Come capire se ho una fobia?
"Capire se si ha una fobia è abbastanza semplice. Dobbiamo chiederci se la paura che condiziona il nostro comportamento sia esagerata rispetto alla situazione e all’oggetto che temiamo. Se la paura è esagerata e influenza la nostra vita in maniera importante, siamo di fronte ad un disturbo fobico vero e proprio. Importante anche cercare di comprendere se alla base della propria paura esagerata ci sia un altro problema, come le ossessioni o gli attacchi di panico. Se non riusciamo a valutare con certezza è bene chiedere il parere a un professionista della salute mentale".

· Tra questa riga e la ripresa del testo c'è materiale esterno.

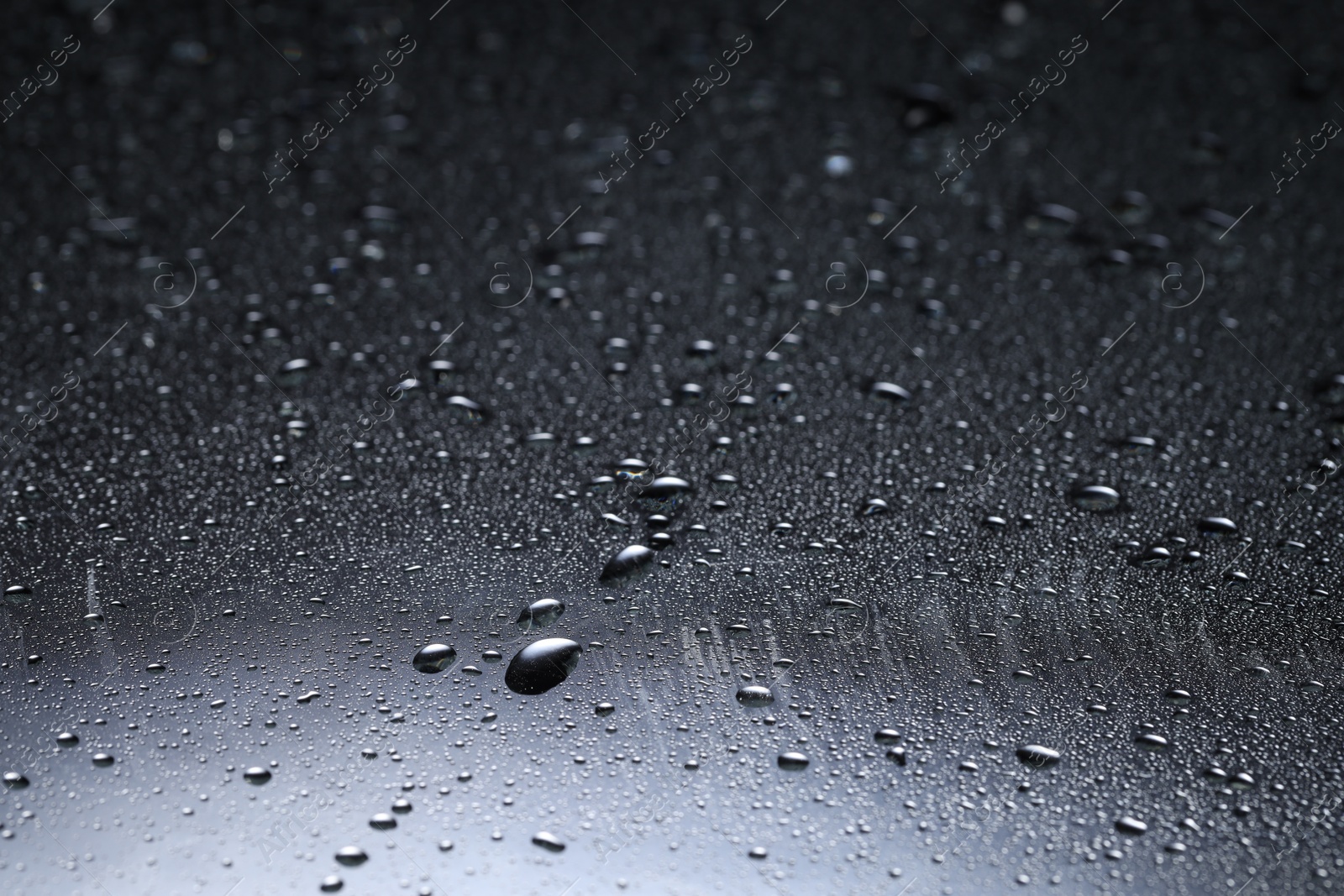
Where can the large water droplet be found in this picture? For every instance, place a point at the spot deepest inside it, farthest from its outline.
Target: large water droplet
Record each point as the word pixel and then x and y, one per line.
pixel 1038 755
pixel 541 614
pixel 756 696
pixel 542 665
pixel 627 566
pixel 1215 527
pixel 351 856
pixel 1099 499
pixel 549 841
pixel 665 495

Fobia, come viene trattata?
"Una fobia può essere l’espressione non solo di disturbo fobico semplice, ma anche di disturbi più complessi: per questo, è importante eseguire una corretta diagnosi, così da individuare la terapia migliore. Nel caso di un disturbo fobico, la terapia cognitivo-comportamentale è una tecnica efficace che può aiutare concretamente a superare le fobie. Consta di tre passi fondamentali: Esposizione controllata e graduale. Affrontare la situazione temuta dal vivo e in maniera graduale, senza l’intervento di persone “esterne” che in genere sono chiamate in soccorso di fronte alla situazione che origina la fobia. Aspettare che la sensazione di paura raggiunga il culmine e si affievolisca, prima di allontanarsi dalla situazione o circostanza temuta. Ripetere più volte il primo e secondo passo, per consolidare il risultato ottenuto. Quando invece la fobia rappresenta l’espressione di disturbi differenti, è fondamentale trattare questi ultimi. Una rupofobia, paura della contaminazione e dello sporco, potrebbe essere espressione di un disturbo ossessivo compulsivo, che andrà trattato con una psicoterapia cognitivo-comportamentale integrata a una farmacoterapia. Nel caso l’agorafobia o la claustrofobia nascano da un disturbo di panico, bisognerebbe associare una farmacoterapia specifica con una psicoterapia cognitivo-comportamentale. Nel caso in cui la fobia degli altri sia guidata da ansia sociale, dopo averne individuato le radici, andrà scelto il progetto terapeutico più corretto. In generale, sia la terapia farmacologica che quella psicoterapeutica cognitivo-comportamentale dovranno essere progettate in maniera personalizzata per il paziente. Un farmaco - anche della stessa categoria - non vale l’altro e la psicoterapia ha strumenti specifici la cui efficacia dipende da caso a caso. Il fai da te, in questi casi, è assolutamente da evitare".